The traditional recipe uses brioche and if you can find that, it makes a superior sandwich. Challah will work, or just a good crusty french bread. Many recipes also call for a Mornay sauce (a creamy cheese sauce), but I think the runny yoke is all the sauce you’ll need.

Croque-madame (for two)
Four thick slices of bread (brioche, challah or french)
1 cup grated cheese (gruyere is tradtional, I mix gruyere with cheddar or Beecher’s)
6-8 slices Black Forest Ham
2-3 Tablespoons butter
2 eggs
salt & pepper

Pile the grated cheese and ham between two slices of bread. Gernerously butter both sides of the bread. Place sandwiches into a nonstick skillet on medium-low. Slowly cook the sandwiches until golden brown and flip to cook the other side. It is important to cook the sandwiches slowly so the cheese melts before the bread gets too browned.
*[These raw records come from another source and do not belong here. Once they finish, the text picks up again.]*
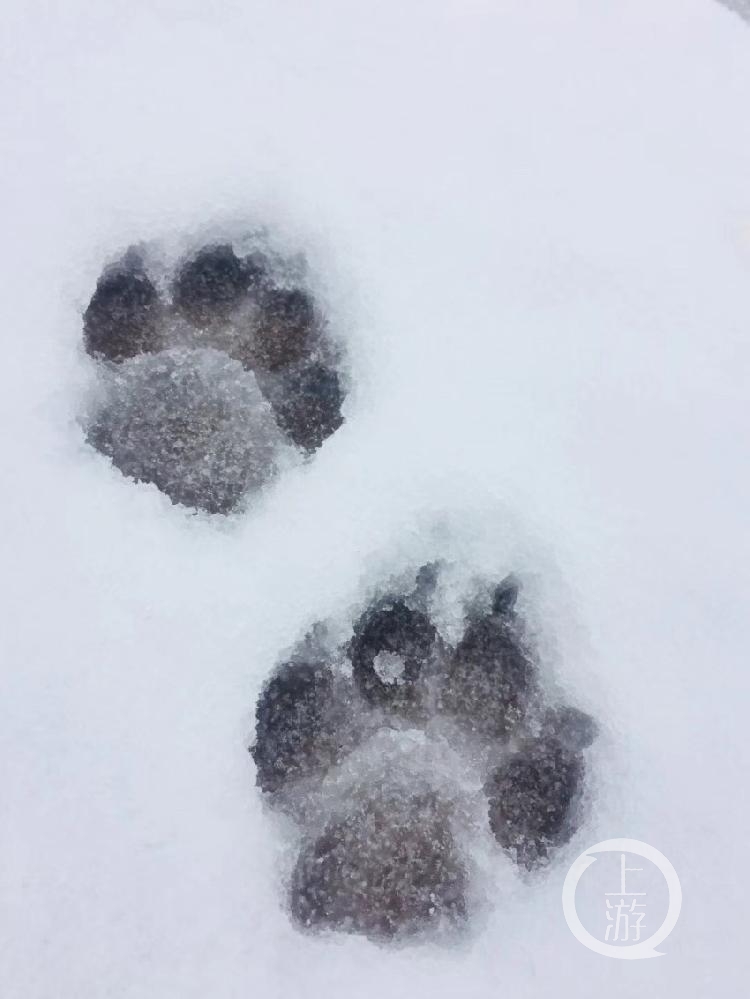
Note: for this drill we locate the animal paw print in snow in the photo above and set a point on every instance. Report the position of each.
(379, 746)
(212, 372)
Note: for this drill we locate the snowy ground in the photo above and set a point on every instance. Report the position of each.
(535, 223)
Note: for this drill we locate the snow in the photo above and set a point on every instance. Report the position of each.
(534, 220)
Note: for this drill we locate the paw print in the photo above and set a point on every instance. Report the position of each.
(213, 372)
(380, 744)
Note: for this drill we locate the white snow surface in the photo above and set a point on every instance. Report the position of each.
(533, 221)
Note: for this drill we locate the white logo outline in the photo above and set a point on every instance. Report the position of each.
(644, 948)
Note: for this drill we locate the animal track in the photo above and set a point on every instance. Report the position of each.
(211, 371)
(386, 847)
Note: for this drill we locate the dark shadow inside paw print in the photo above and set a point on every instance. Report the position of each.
(209, 438)
(388, 868)
(533, 799)
(380, 855)
(123, 317)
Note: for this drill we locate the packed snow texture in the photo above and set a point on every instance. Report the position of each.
(386, 858)
(199, 388)
(533, 222)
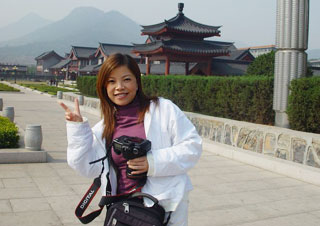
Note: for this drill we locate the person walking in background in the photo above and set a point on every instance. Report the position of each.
(175, 144)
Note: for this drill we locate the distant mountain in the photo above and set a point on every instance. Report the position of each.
(84, 26)
(313, 54)
(25, 25)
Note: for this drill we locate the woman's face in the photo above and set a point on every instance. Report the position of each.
(121, 86)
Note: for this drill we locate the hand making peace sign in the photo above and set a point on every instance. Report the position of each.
(74, 116)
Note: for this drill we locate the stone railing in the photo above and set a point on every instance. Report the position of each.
(300, 147)
(273, 141)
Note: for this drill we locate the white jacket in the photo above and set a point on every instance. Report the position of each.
(176, 147)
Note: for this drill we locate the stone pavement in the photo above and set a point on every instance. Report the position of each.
(225, 192)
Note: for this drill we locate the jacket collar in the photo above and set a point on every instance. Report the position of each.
(147, 118)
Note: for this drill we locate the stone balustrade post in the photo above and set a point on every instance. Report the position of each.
(9, 113)
(33, 137)
(290, 58)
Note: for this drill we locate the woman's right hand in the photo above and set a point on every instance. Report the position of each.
(74, 116)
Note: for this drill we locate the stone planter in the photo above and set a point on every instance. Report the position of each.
(33, 137)
(1, 104)
(81, 100)
(9, 113)
(59, 94)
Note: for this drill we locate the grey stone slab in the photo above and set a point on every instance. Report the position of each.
(77, 180)
(11, 166)
(254, 185)
(5, 206)
(66, 172)
(31, 204)
(12, 173)
(220, 217)
(40, 170)
(223, 201)
(248, 176)
(316, 213)
(23, 182)
(291, 220)
(304, 191)
(52, 186)
(43, 218)
(21, 155)
(295, 206)
(17, 193)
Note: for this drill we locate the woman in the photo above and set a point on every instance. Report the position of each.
(176, 146)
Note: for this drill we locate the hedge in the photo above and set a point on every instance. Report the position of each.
(246, 98)
(304, 105)
(45, 88)
(4, 87)
(9, 137)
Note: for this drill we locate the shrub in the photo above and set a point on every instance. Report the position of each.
(304, 104)
(4, 87)
(246, 98)
(262, 65)
(9, 137)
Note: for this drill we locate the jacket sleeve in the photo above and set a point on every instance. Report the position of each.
(83, 147)
(185, 145)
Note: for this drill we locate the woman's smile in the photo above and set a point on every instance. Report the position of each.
(121, 86)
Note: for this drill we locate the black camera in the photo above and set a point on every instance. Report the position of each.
(131, 148)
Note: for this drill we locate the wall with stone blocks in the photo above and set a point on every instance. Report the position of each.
(278, 142)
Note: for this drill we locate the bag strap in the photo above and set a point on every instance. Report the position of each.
(90, 194)
(105, 200)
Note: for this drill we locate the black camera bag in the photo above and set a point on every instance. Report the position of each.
(122, 210)
(132, 212)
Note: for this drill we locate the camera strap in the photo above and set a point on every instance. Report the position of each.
(105, 200)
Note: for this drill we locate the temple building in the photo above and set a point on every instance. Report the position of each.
(181, 39)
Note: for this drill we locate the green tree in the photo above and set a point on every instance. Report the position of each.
(31, 70)
(262, 65)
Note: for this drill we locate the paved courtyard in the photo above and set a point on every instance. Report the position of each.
(226, 192)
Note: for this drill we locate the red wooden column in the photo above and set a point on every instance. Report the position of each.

Once the sanwiches are golden and the cheese is melted, remove from the pan onto plates to “rest” while you fry the eggs. Incread the heat to medium and place 1 tablesppon of butter into the pan. Fry the eggs until the whites are opaque, sprinkling with salt & pepper while they cook. Gently flip the eggs and cook on the other side for 10-20 seconds (until the whites around the yolk feel firm, but the yolks are still soft to the touch). Flip each egg – yolk side up – onto each sandwich. Serve immediately.